Cronan designed the stamp commemorating the fiftieth anniversary of NATO and later the Prostate Awareness stamp for the United States Postal Service.

In 1998, SFMOMA commissioned Cronan to create the SFMOMA symbol which graphically captures the distinctive oculus at the center of the museum building designed by Mario Botta.

Alongside his design work, Cronan had worked as a fine art painter for most of his life.
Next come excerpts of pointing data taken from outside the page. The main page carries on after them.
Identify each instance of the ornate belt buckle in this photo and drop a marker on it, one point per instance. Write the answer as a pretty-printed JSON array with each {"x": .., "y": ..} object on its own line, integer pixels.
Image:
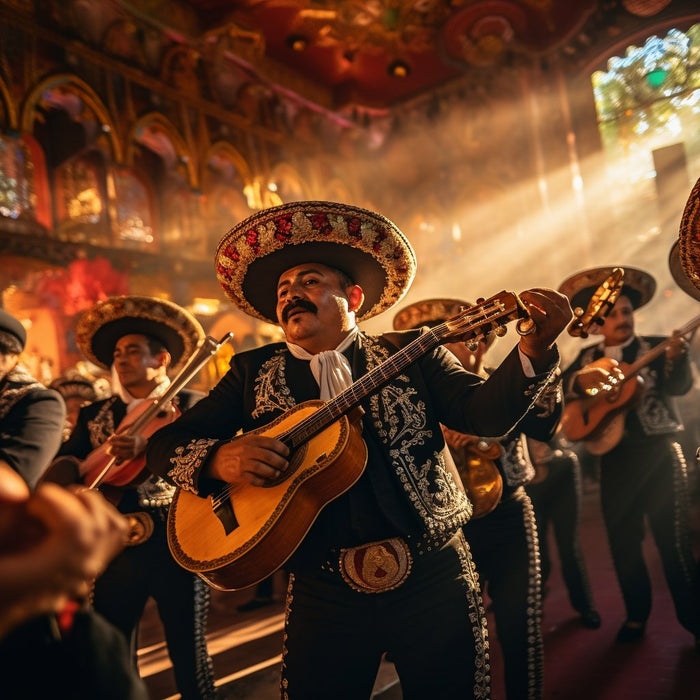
[
  {"x": 376, "y": 567},
  {"x": 140, "y": 528}
]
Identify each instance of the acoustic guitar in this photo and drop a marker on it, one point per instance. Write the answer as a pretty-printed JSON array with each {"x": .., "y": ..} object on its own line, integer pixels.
[
  {"x": 599, "y": 421},
  {"x": 241, "y": 533}
]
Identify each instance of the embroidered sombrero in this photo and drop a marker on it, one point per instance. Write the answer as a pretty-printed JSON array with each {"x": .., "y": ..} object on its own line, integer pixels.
[
  {"x": 679, "y": 274},
  {"x": 368, "y": 247},
  {"x": 689, "y": 240},
  {"x": 638, "y": 286},
  {"x": 100, "y": 327},
  {"x": 430, "y": 312}
]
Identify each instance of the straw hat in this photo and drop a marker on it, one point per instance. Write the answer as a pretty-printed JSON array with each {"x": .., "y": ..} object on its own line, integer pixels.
[
  {"x": 100, "y": 327},
  {"x": 679, "y": 274},
  {"x": 689, "y": 241},
  {"x": 368, "y": 247}
]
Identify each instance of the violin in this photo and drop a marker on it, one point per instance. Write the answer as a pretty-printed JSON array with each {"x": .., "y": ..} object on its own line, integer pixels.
[
  {"x": 99, "y": 467},
  {"x": 599, "y": 306}
]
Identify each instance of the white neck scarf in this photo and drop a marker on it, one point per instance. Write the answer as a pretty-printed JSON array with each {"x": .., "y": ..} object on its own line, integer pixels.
[{"x": 330, "y": 368}]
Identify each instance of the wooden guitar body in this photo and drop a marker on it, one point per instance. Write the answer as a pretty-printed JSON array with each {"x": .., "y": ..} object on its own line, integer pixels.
[
  {"x": 581, "y": 418},
  {"x": 243, "y": 533}
]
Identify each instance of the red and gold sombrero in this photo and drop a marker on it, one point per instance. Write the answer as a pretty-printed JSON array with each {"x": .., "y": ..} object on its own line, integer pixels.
[
  {"x": 638, "y": 286},
  {"x": 689, "y": 240},
  {"x": 368, "y": 247},
  {"x": 430, "y": 312},
  {"x": 101, "y": 326}
]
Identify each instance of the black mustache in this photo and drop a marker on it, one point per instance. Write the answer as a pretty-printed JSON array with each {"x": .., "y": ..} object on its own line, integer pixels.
[{"x": 298, "y": 304}]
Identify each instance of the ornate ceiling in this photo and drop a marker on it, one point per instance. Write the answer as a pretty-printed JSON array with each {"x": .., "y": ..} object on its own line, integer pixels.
[{"x": 372, "y": 54}]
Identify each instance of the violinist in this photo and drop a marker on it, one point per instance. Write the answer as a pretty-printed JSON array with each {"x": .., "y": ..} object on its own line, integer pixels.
[
  {"x": 52, "y": 542},
  {"x": 503, "y": 541},
  {"x": 643, "y": 474},
  {"x": 139, "y": 339}
]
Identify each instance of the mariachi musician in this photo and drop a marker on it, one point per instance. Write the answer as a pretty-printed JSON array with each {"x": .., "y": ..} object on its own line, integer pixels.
[
  {"x": 642, "y": 467},
  {"x": 138, "y": 339},
  {"x": 502, "y": 534}
]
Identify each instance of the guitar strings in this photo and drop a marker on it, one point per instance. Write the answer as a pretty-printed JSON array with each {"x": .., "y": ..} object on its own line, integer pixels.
[{"x": 351, "y": 396}]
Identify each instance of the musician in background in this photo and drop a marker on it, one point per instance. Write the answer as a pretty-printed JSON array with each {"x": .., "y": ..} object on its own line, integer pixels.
[
  {"x": 644, "y": 474},
  {"x": 555, "y": 492},
  {"x": 138, "y": 339},
  {"x": 503, "y": 539},
  {"x": 31, "y": 415},
  {"x": 77, "y": 391},
  {"x": 384, "y": 566},
  {"x": 52, "y": 542}
]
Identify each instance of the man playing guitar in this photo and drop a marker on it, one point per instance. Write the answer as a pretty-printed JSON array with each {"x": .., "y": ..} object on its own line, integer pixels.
[{"x": 642, "y": 470}]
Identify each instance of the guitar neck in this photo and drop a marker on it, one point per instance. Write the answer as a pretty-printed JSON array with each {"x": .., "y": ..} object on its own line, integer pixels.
[
  {"x": 471, "y": 323},
  {"x": 367, "y": 385},
  {"x": 652, "y": 354}
]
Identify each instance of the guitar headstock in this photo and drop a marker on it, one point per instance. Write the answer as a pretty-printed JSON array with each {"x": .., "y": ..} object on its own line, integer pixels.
[{"x": 486, "y": 316}]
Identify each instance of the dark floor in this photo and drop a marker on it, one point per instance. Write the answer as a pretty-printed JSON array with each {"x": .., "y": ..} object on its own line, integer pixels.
[{"x": 580, "y": 664}]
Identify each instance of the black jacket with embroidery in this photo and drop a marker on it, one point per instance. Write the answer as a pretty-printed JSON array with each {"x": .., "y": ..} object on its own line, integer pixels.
[
  {"x": 410, "y": 486},
  {"x": 654, "y": 413},
  {"x": 31, "y": 424}
]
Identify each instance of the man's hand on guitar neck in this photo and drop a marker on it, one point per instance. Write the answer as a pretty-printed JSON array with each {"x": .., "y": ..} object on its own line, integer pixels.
[
  {"x": 257, "y": 459},
  {"x": 602, "y": 375}
]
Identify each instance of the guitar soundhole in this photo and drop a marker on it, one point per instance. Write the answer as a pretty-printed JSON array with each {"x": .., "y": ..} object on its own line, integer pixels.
[{"x": 295, "y": 461}]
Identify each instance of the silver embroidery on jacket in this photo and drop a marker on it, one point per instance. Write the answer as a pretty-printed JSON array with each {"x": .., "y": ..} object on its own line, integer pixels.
[
  {"x": 271, "y": 390},
  {"x": 431, "y": 487}
]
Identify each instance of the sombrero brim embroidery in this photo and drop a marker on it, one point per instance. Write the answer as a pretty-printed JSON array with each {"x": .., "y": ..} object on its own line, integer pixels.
[
  {"x": 100, "y": 327},
  {"x": 638, "y": 286},
  {"x": 679, "y": 274},
  {"x": 689, "y": 238},
  {"x": 368, "y": 247},
  {"x": 431, "y": 311}
]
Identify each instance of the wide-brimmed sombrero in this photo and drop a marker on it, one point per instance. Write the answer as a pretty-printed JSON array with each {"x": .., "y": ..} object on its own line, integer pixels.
[
  {"x": 100, "y": 327},
  {"x": 430, "y": 312},
  {"x": 368, "y": 247},
  {"x": 638, "y": 286},
  {"x": 689, "y": 238},
  {"x": 679, "y": 274}
]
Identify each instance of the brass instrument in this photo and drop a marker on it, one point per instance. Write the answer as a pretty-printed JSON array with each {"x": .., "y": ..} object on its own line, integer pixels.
[
  {"x": 599, "y": 306},
  {"x": 480, "y": 476}
]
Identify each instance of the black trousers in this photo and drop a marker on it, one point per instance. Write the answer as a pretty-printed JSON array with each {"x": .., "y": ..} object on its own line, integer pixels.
[
  {"x": 648, "y": 479},
  {"x": 557, "y": 503},
  {"x": 433, "y": 626},
  {"x": 506, "y": 556},
  {"x": 182, "y": 598}
]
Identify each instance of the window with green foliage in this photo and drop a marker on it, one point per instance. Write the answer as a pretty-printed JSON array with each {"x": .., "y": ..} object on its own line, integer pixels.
[{"x": 649, "y": 99}]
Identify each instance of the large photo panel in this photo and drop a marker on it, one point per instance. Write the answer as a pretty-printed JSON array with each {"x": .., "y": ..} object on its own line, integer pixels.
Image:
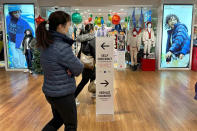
[
  {"x": 176, "y": 36},
  {"x": 18, "y": 19}
]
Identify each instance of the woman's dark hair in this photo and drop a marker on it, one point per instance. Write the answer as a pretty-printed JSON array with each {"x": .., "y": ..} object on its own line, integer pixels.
[
  {"x": 168, "y": 17},
  {"x": 43, "y": 36},
  {"x": 29, "y": 31},
  {"x": 88, "y": 28}
]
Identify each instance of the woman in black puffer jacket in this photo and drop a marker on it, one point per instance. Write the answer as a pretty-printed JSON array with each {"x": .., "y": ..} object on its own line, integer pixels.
[{"x": 60, "y": 66}]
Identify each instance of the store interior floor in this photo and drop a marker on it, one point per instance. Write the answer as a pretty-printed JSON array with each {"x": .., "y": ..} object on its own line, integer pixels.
[{"x": 144, "y": 101}]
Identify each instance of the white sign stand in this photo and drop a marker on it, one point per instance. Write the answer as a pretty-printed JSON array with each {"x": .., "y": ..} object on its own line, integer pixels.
[
  {"x": 121, "y": 60},
  {"x": 104, "y": 78}
]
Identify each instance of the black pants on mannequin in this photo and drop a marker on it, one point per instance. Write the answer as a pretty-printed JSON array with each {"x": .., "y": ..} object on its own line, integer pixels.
[
  {"x": 87, "y": 75},
  {"x": 64, "y": 112}
]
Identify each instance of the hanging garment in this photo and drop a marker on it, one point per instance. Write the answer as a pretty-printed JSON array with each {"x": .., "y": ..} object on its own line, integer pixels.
[{"x": 149, "y": 40}]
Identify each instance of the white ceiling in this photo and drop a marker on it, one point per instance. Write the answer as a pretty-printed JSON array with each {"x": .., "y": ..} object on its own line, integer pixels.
[{"x": 97, "y": 2}]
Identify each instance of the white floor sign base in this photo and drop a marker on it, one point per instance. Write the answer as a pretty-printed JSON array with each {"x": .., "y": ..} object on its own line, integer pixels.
[{"x": 104, "y": 77}]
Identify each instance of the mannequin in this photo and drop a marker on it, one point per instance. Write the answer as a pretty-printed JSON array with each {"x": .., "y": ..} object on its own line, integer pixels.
[
  {"x": 148, "y": 39},
  {"x": 28, "y": 44},
  {"x": 134, "y": 40}
]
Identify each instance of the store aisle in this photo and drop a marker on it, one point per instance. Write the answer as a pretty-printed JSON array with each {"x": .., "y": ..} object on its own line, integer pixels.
[{"x": 144, "y": 101}]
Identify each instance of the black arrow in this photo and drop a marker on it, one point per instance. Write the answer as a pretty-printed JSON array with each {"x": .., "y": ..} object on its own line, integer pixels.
[
  {"x": 103, "y": 46},
  {"x": 106, "y": 83}
]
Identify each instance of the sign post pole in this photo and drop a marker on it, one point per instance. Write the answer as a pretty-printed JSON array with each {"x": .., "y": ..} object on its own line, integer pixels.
[{"x": 104, "y": 79}]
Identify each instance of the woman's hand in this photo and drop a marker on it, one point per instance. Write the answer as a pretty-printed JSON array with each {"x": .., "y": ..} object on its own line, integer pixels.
[{"x": 69, "y": 73}]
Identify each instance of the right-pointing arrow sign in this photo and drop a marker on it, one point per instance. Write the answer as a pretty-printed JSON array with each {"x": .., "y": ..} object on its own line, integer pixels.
[
  {"x": 103, "y": 46},
  {"x": 106, "y": 83}
]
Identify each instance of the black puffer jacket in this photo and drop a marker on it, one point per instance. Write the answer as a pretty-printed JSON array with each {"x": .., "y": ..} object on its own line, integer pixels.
[{"x": 55, "y": 61}]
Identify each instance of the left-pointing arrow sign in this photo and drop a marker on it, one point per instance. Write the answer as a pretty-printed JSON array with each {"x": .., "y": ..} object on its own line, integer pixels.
[
  {"x": 106, "y": 83},
  {"x": 104, "y": 45}
]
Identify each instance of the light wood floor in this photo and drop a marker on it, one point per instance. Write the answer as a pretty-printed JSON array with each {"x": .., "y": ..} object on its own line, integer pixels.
[{"x": 144, "y": 101}]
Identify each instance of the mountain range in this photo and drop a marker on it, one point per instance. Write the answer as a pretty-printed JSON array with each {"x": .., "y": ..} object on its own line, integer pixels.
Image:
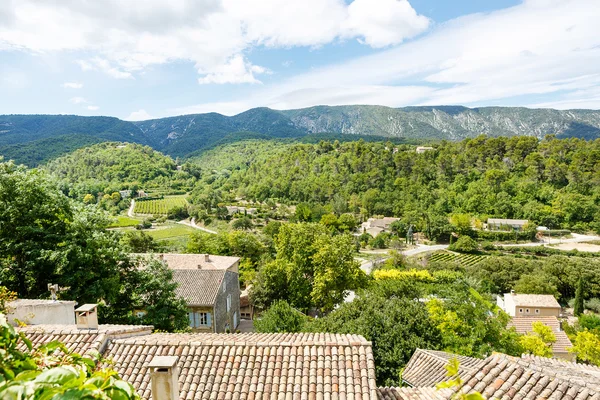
[{"x": 34, "y": 139}]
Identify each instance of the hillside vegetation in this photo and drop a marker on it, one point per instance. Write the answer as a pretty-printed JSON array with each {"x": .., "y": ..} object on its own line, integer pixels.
[
  {"x": 183, "y": 135},
  {"x": 553, "y": 182},
  {"x": 110, "y": 167}
]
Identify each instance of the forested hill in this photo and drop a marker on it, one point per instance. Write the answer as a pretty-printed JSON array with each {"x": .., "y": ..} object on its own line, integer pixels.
[{"x": 36, "y": 138}]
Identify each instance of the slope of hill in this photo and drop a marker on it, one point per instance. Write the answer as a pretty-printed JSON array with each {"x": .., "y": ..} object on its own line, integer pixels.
[
  {"x": 112, "y": 166},
  {"x": 183, "y": 135}
]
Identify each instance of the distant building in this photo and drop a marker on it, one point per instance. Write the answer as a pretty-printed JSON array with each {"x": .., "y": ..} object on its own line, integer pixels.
[
  {"x": 423, "y": 149},
  {"x": 195, "y": 261},
  {"x": 524, "y": 325},
  {"x": 529, "y": 305},
  {"x": 39, "y": 312},
  {"x": 212, "y": 296},
  {"x": 502, "y": 224},
  {"x": 374, "y": 226}
]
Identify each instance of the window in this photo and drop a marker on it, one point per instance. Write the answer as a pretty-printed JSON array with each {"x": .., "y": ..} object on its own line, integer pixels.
[{"x": 199, "y": 319}]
His graphic design work is included in many public museum collections including at the Los Angeles County Museum of Art (LACMA), San Francisco Museum of Modern Art, the Library of Congress, among others.

== Membership ==
Cronan was a founding member of the American Institute of Graphic Art (AIGA) chapter in San Francisco and the AIGASF chapter president after serving on the AIGA national board for three years. Cronan was Chairman of the Board of the Pickle Family Circus, attended the Aspen Leadership Summit in 2005 and served on the Board of the Aspen Design Summit from 2005 – 2006.

== Exhibitions ==

- 1985 – Pacific Wave, curated by Giorgio Camuffo, at Museo Fortuny, Venice, Italy
- 1993 – In the Public Eye: The Work of Four Graphic Designers, San Francisco Museum of Modern Art (SFMOMA), San Francisco, California. This exhibition was including Michael Manwaring, Gerald Reis, and Michael Vanderbyl. It was the first graphic design exhibition at the San Francisco Museum of Modern Art and its popularity ushered in an expanded presence of graphics in the museum's floor space and permanent collection.
- 2002 – US Design: 1975-2000, curated by R. Craig Miller, Denver Art Museum, Denver, Colorado

== Publications ==
Cronan has been subject of profile articles in Communication Arts Magazine, I.D. Magazine, Linea Graphica (Italy), Graphis Inc., HOW, and many others.
- Detrick, Mia (1981). "Sushi"
- "Michael Patrick Cronan-Studio 8" (1989)
- Wheeler, Alina (2003). "Designing Brand Identity: A Complete Guide to Creating, Building, and Maintaining Strong Brands"
- Meggs, Philip Baxter (2011). "Meggs' History of Graphic Design"

==Death==
On January 1, 2013, Cronan died at his Berkeley home after a long time with colon cancer. He had been diagnosed for the same for five years previously.